Best thing you’ll see all week: V/H/S

, | Movie reviews

V/H/S is an example of how horror can live comfortably outside the usual narrative structures. This is an anthology, but it’s also a cool variation on the found footage concept. The idea is that a single tape has accumulated and sometimes overlapped footage of various horrific events, starting with a Halloween fun house (?) in 1998 and working its way in reverse order to a wraparound device involving the tape itself, which starts the movie. Cloverfield played briefly with this idea of a reused tape where you learn something when the old footage bleeds through. V/H/S is based entirely on it. And given how everyone uses digital storage these days, it’s a concept with a limited shelf life, like phone booths and television snow.
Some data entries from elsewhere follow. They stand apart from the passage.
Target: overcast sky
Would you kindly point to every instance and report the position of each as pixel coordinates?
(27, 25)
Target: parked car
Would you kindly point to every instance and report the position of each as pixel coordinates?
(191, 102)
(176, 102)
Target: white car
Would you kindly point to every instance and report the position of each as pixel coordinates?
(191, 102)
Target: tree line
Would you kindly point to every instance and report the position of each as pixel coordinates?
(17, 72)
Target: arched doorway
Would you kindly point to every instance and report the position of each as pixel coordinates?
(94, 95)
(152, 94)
These stories are mostly morality plays that would be right at home in an R-rated splatter version of Twilight Zone, but with a latter day YouTube aesthetic, where the video artifacts, poor resolution, blurred lights, and bad sound are an asset. The best segment is “Amateur Night”, contributed by David Bruckner, one of the three directors of the brutal and brutally funny The Signal. “Amateur Night” unfolds like some sort of Girls Gone Wild gonzo porn segment, rolling along during a night of partying, accumulating hangers on, and eventually winding up in a motel hell of overthrown sexual power. It’s a nearly perfect example of how horror can combine nudity, gore, and shocks. Amateur Night, I like you. I like you.
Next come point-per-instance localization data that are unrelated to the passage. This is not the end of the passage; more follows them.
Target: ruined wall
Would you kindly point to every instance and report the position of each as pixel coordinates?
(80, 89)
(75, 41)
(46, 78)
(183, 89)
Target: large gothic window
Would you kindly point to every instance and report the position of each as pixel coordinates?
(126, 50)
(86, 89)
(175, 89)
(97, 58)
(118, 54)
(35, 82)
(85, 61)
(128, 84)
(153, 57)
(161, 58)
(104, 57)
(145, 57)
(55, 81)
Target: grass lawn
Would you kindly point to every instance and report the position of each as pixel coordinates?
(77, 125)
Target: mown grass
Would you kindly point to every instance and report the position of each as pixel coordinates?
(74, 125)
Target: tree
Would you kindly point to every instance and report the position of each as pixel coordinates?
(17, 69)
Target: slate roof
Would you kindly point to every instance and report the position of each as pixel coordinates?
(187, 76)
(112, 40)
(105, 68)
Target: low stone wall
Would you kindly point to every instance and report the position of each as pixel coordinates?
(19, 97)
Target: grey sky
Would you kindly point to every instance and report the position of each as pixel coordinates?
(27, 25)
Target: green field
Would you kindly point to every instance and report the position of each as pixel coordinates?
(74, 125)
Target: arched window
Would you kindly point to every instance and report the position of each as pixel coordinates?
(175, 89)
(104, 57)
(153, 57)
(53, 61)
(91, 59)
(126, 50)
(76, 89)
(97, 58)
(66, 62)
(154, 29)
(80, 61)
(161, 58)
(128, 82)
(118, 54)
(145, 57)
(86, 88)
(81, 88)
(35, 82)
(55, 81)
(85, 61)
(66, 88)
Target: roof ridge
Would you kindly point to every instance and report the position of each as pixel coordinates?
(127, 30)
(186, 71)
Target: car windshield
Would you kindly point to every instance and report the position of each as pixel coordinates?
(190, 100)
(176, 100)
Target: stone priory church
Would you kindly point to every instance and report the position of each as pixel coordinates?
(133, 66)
A Horrible Way to Die director Adam Wingard contributes a lot of the movie’s connective tissue. Ti West’s segment, “Second Honeymoon”, has one of V/H/S’s strongest single moments, but it doesn’t have much payoff. Joe Swanberg’s “The Sick Thing That Happened to Emily When She Was Younger” applies the found footage concept to people connected over videochat, an extra layer that ironically makes it even more intimate. And if you’re going to slaughter a bunch of teenagers in the woods, “Tuesday the 17th” (get it?) has just the video trick to do it.
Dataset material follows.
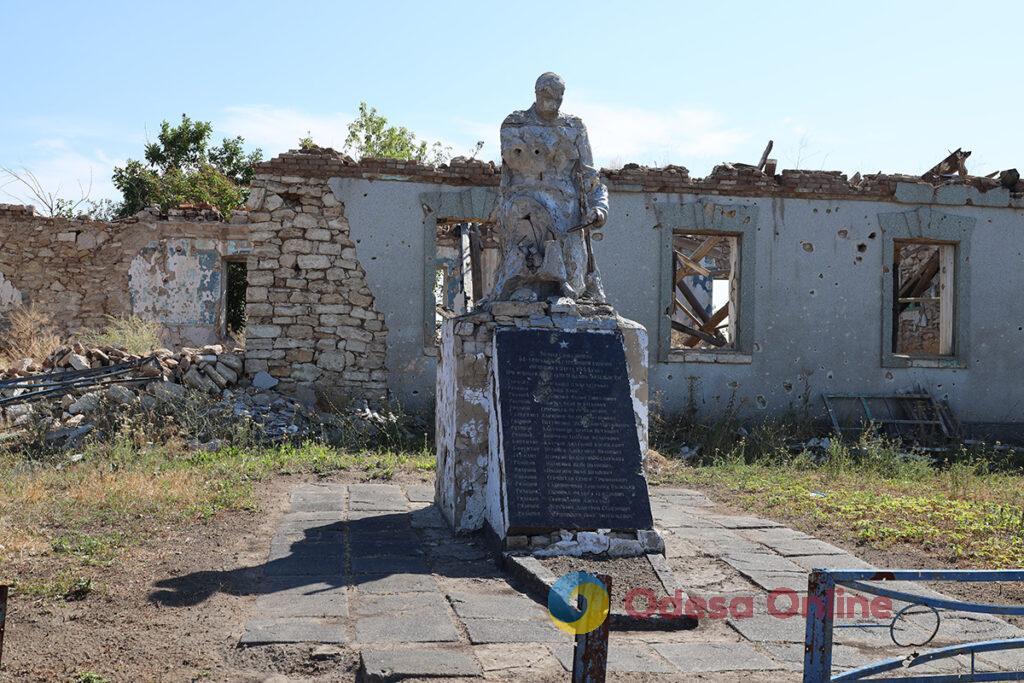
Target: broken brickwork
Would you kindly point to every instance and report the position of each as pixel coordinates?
(311, 318)
(164, 268)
These are mostly well written vignettes, and the directors are good enough to know they need good actors. Hence Hannah Fierman’s bird-like succubus, Helen Rogers’ frail girl-alone-in-a-dark-house, and an assortment of believable victims. Found footage like this is the new cinema verite, and it gives horror a distinctly relatable touch. This isn’t just a movie. This is people going about the business of taping their daily lives. And you’re gazing into the mundane, waiting to glimpse something fantastic and terrible. V/H/S will oblige you.

V/H/S is currently available on video on demand.